One summer, likely when I was about 9, I climbed the privacy fence in our backyard with a neighbor girl named Christine. We had been taking care of a brood of imaginary pet alligators, and we had set out in search of food for them.
Just over the fence was a crop of apple trees in the far corner of a large yard. To our delight, the trees were full of bright green apples – exactly what we needed for our hungry pets.
Christine and I loaded our arms with as many apples as we could carry and made our way back to my playhouse, where we were keeping the alligators. After several trips that likely yielded many dozens of apples, we heard shouting coming from the house to which the apple trees belonged.
To this day, I can still see the old man who came streaking across the yard, yelling as us to get out of his trees. It was an image straight out of Peter Rabbit.
Terrified, I scrambled down the branches, but not fast enough. Christine managed to jump the fence and run home, but Mr. McGregor (as I came to think of him) grabbed my arm and dragged me to my back door where he angrily reported my misdeeds to my mother.
After Mr. McGregor headed home, my mom made me write him a note of apology. She took me by his house the next afternoon to drop off the note, but I was so terrified he would come running out of his house that I made my younger sister put it in his mailbox for me instead.
In all the years that we lived in the house that backed up to Mr. McGregor’s, I never once set foot on his property again. Years later, I ran into an old high school classmate of mine who told me his grandpa had lived behind my childhood home.
We connected the dots and it turns out his sweet old grandpa was my “Mr. McGregor” – just an old guy, a little stern, who liked the apple pies his wife made.
Such misjudgements are the inspiration for Emily Jenkins‘ wonderfully original book, “The Little Bit Scary People.” It’s a story about a shy girl who comes to discover that the many seemingly frightening people she encounters around town and at school might not be so bad after all.
The reader first meets the girl’s menacing, mohawked, skateboarding neighbor boy, who “cranks his radio so loud, my dad yells out the window for him to turn it down.” He’s a little bit scary; but with some imagination and the flip of a page, he’s transformed into just another boy who likes to cuddle his cat in the morning and still sleeps with a teddy bear.

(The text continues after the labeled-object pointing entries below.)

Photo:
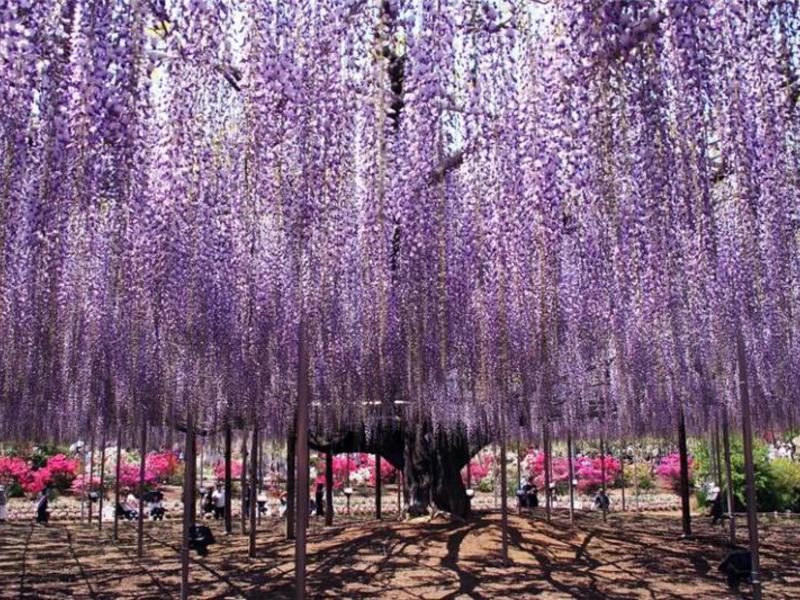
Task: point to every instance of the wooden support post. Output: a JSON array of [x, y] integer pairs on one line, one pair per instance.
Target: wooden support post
[[253, 491], [603, 476], [244, 492], [117, 469], [726, 444], [548, 498], [228, 481], [329, 488], [571, 468], [102, 480], [686, 515], [378, 488], [188, 500], [303, 401], [90, 487], [291, 472], [749, 470], [142, 460]]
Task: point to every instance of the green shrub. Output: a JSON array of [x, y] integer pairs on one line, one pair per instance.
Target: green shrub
[[786, 477]]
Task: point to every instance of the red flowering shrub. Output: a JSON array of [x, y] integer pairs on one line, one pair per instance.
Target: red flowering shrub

Similarly, a stern lunch lady is revealed to be an afternoon jogger who listens to show tunes and “sings as loud as she can and doesn’t care if people hear.” And a formidable principal with long, shiny fingernails is discovered to enjoy shaking it loose on the dance floor at night after school.
We learn that the girl’s open mindedness can be credited to her ability to see how her policeman father and goth-inspired sister could be perceived by others as “a little bit scary.”
Through the eyes of our redheaded heroine, Jenkins has taught the reader a beautiful lesson in the most subtle way. One comes to realize that intimidating figures of authority and individuals with unusual appearances, once you get to know them, are usually kindhearted people with fun hobbies and families that love them.
As a team, Jenkins and artist Alexandra Boiger have created a stunning book that manages to perfectly capture an all-too-familiar childhood experience: encounters with “the little bit scary people.” Boiger’s watercolor illustrations are vibrant, expressive and energetic. I adore the detail in both the images and in Jenkins’ writing: a bus driver who “makes fancy breakfasts in the morning for her kids: pancakes, waffles, or English muffins with eggs and chopped tomato” and an odd classmate who “eats bits of her pencil” but is learning to ride a “red two-wheeler with a banana seat and streamers on the handles, and her mom runs alongside in case she loses her balance.”
I’m looking forward to getting my hands on another of Jenkins’ books for children: “My Favorite Thing (According to Alberta),” a story about a girl with very particular tastes and a hefty amount of self-esteem. Boiger has also illustrated several interesting books, including the recently released “The Monster Princess,” which takes some of the glitz off of being a princess. And I’m dying to read “Thanks a Lot, Emily Post!,” a story about a mother’s attempt to civilize her children.